10% of take home pay and they pay for their own toiletries, mobile phone, car insurance/tax. They are saving hard for a house deposit.

Notinmylifethyme · 17/06/2024 21:30

I grew up knowing when I started work I would pay a third. All us kids did the same, a third of our own different incomes.

When I left home, I was used to not having that money, but my parents had saved a fair amount of it and gave it back.

My kids work on the same principle. They pay a third. I save some, use what I need.

As for food, dinner is cooked, if for any reason it's not eaten, it's frozen and eaten another day.

Growlybear83 · 17/06/2024 21:39

My daughter moved back with us in April; her husband had been here for part of that time, and is spending his time between here and Turkey while he's waiting for his German work permit to be approved.
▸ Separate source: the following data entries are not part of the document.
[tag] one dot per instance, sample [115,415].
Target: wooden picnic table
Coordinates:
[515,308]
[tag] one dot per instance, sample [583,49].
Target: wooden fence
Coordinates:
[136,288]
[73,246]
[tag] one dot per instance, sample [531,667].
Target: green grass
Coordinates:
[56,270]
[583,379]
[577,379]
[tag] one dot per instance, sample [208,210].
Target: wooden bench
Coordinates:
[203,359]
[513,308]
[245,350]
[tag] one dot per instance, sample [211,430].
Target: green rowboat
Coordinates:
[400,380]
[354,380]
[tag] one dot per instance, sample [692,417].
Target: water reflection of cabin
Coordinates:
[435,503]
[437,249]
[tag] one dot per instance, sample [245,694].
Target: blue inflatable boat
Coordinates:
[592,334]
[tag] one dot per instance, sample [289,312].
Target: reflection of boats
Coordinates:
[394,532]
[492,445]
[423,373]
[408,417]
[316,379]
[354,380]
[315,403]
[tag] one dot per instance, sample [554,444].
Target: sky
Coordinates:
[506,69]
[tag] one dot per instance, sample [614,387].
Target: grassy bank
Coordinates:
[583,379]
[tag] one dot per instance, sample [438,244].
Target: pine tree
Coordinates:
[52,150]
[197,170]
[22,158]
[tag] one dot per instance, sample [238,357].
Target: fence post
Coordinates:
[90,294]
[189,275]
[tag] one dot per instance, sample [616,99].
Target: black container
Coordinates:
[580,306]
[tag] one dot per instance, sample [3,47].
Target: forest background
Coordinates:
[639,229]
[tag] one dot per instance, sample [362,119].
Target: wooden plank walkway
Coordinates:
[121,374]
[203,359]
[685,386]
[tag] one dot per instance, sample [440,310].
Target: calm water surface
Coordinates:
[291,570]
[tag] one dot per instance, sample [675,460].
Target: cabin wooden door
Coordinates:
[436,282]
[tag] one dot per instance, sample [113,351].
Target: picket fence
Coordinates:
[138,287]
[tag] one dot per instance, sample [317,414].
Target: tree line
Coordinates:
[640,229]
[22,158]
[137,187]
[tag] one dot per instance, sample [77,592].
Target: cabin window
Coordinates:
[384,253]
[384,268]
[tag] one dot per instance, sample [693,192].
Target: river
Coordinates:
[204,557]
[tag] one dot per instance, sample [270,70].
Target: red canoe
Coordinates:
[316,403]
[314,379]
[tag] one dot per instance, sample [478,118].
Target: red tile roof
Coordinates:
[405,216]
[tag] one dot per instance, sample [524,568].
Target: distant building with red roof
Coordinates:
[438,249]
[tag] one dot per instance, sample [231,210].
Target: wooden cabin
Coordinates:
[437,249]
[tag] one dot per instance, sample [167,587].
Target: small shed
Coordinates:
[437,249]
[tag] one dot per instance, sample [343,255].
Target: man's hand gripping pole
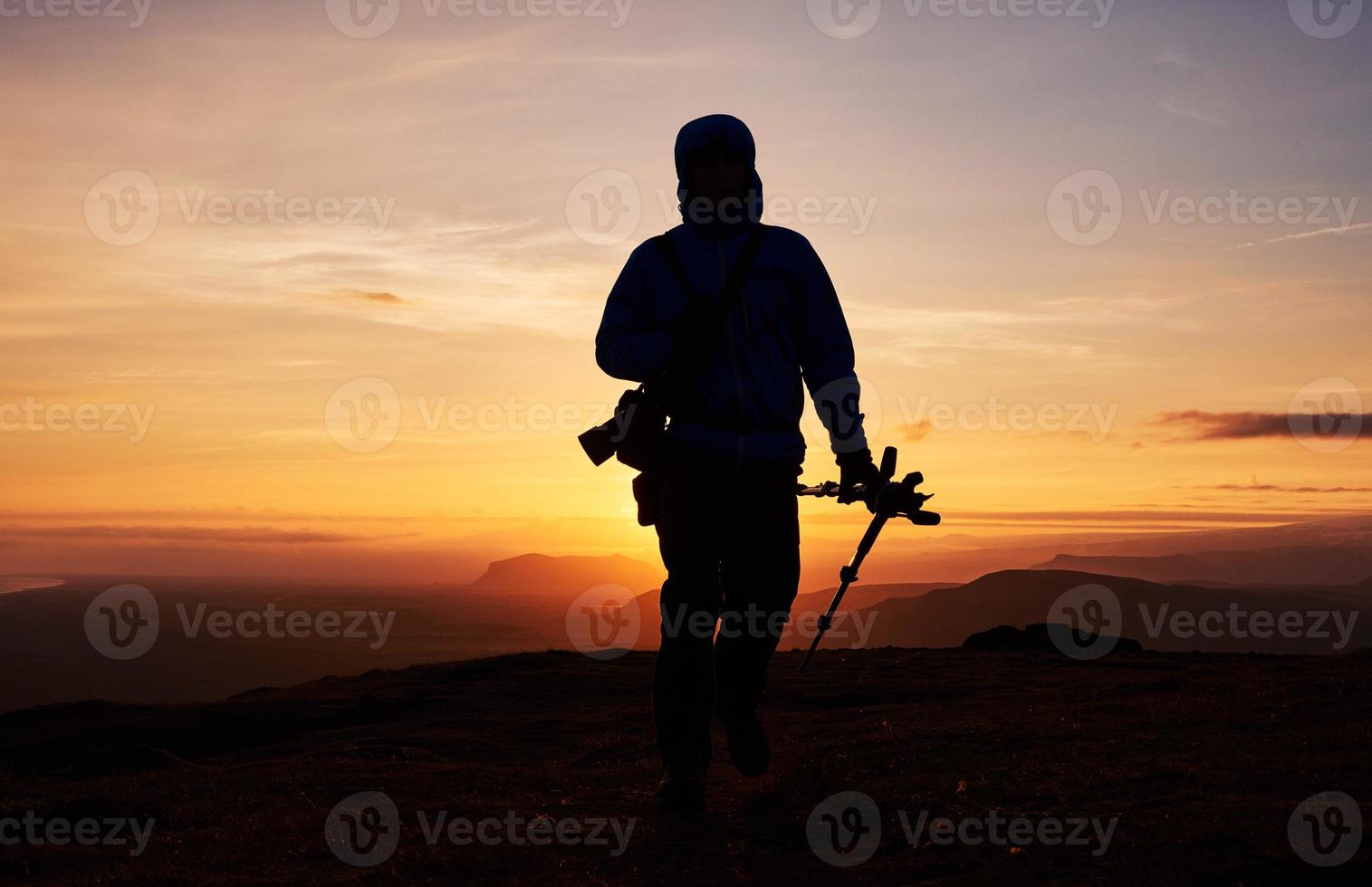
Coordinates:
[887,501]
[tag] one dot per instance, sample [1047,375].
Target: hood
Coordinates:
[710,130]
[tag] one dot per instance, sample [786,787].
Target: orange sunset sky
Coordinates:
[1041,384]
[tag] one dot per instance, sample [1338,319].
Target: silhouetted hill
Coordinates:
[1324,565]
[1041,639]
[945,617]
[1198,761]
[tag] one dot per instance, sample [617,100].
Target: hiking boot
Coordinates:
[682,790]
[746,743]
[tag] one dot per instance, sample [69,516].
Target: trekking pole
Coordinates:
[887,501]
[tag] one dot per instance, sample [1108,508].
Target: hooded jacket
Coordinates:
[786,332]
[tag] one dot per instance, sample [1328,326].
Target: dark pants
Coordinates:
[730,542]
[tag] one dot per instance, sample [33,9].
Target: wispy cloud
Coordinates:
[1202,425]
[1308,234]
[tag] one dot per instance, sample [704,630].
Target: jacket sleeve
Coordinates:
[630,343]
[826,357]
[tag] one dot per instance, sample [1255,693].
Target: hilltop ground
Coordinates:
[1201,757]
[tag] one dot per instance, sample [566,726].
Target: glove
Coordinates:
[858,468]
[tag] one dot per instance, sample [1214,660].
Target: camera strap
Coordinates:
[733,290]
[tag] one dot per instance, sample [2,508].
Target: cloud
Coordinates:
[384,298]
[1257,487]
[1202,425]
[1307,234]
[914,432]
[245,535]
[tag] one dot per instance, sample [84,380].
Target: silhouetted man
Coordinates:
[737,317]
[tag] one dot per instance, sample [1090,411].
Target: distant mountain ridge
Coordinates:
[1018,598]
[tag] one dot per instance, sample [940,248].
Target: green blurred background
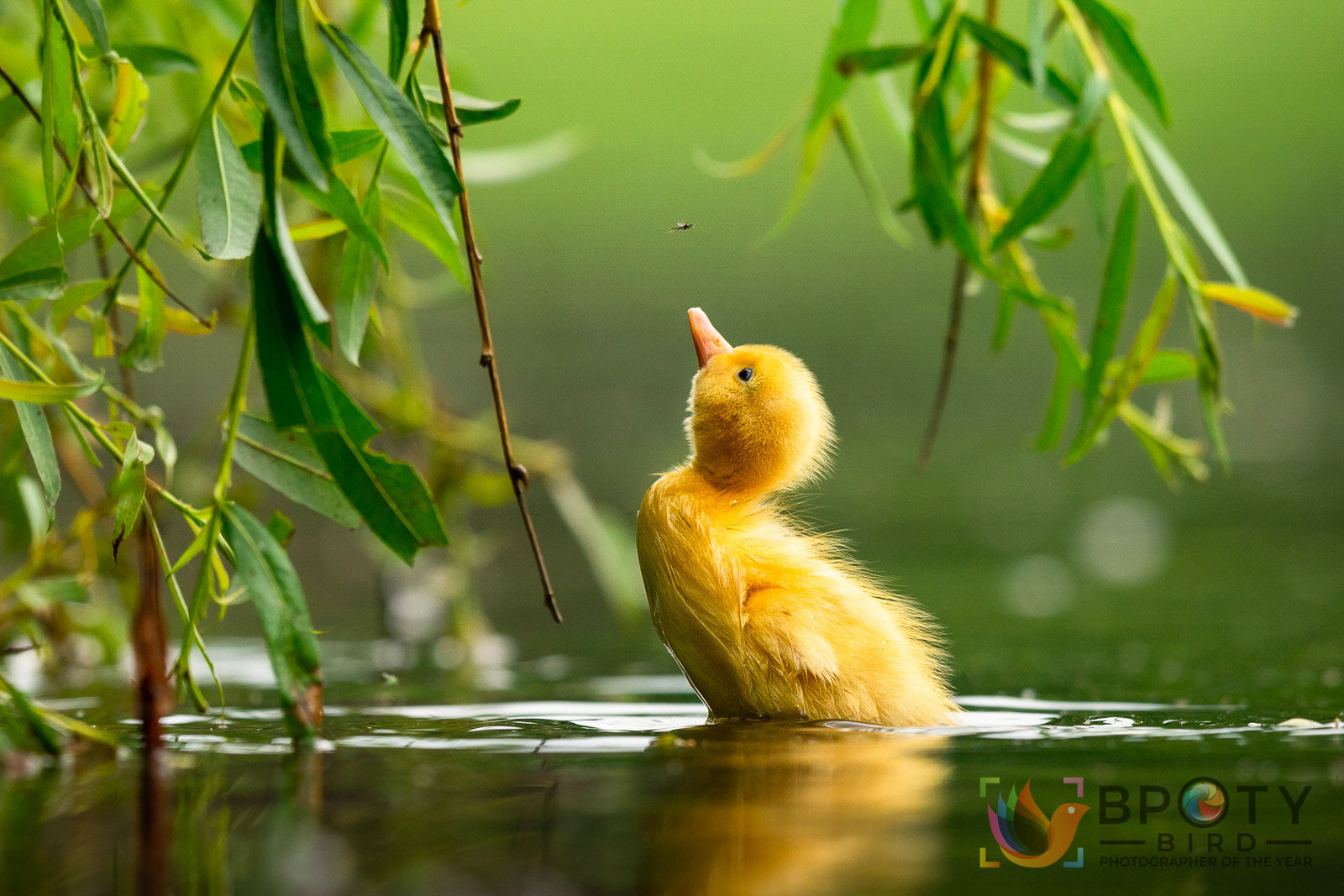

They both have a very different diet from us, so we agreed that they would buy all their own food and drink. Because of that, we don't charge them any rent because the extra cost of having them here is very minimal.

Daisy12Maisie · 17/06/2024 22:22

I lived with my mum when I was 30 just for 6 months after a bereavement. I moved in with 2 kids in tow. In that 6 months I didn't pay rent but I brought everything for the house for everyone including my mum and sister so food, toiletries etc and I cooked for me, my children and her and my sister. So she was not out of pocket but she wouldn't accept rent. She was happy for me to buy the food and cook for her so that was my contribution. I understand that not everyone would be able to afford not to charge rent.

AlltheFs · 17/06/2024 23:03

Just stop cooking for her, don’t give the option to eat with you. If she eats shit, that’s her problem as an adult. She’s allowed to make bad choices, if she were away at uni she’d be fending for herself at that age. Shopping and cooking for herself is good practice for moving out.

£200 for accommodation, and buys own food and toiletries is fair.

Aquamarine1029 · 17/06/2024 23:19

EmpressOfTheThread · 17/06/2024 20:45

If you find it necessary to plate up food, then give her a very small portion. She can always have extra if she is hungry.
I can't quite understand why you're wasting food in this way.

Exactly. It makes no sense whatsoever. At this point, the op and her husband are deliberately throwing food away.

ViciousCurrentBun · 17/06/2024 23:53

DS is on 29k and we ask for 65 per week, his GF also eats here about three evenings a week. His car, toiletries and phone are his own business. He does let me borrow his car.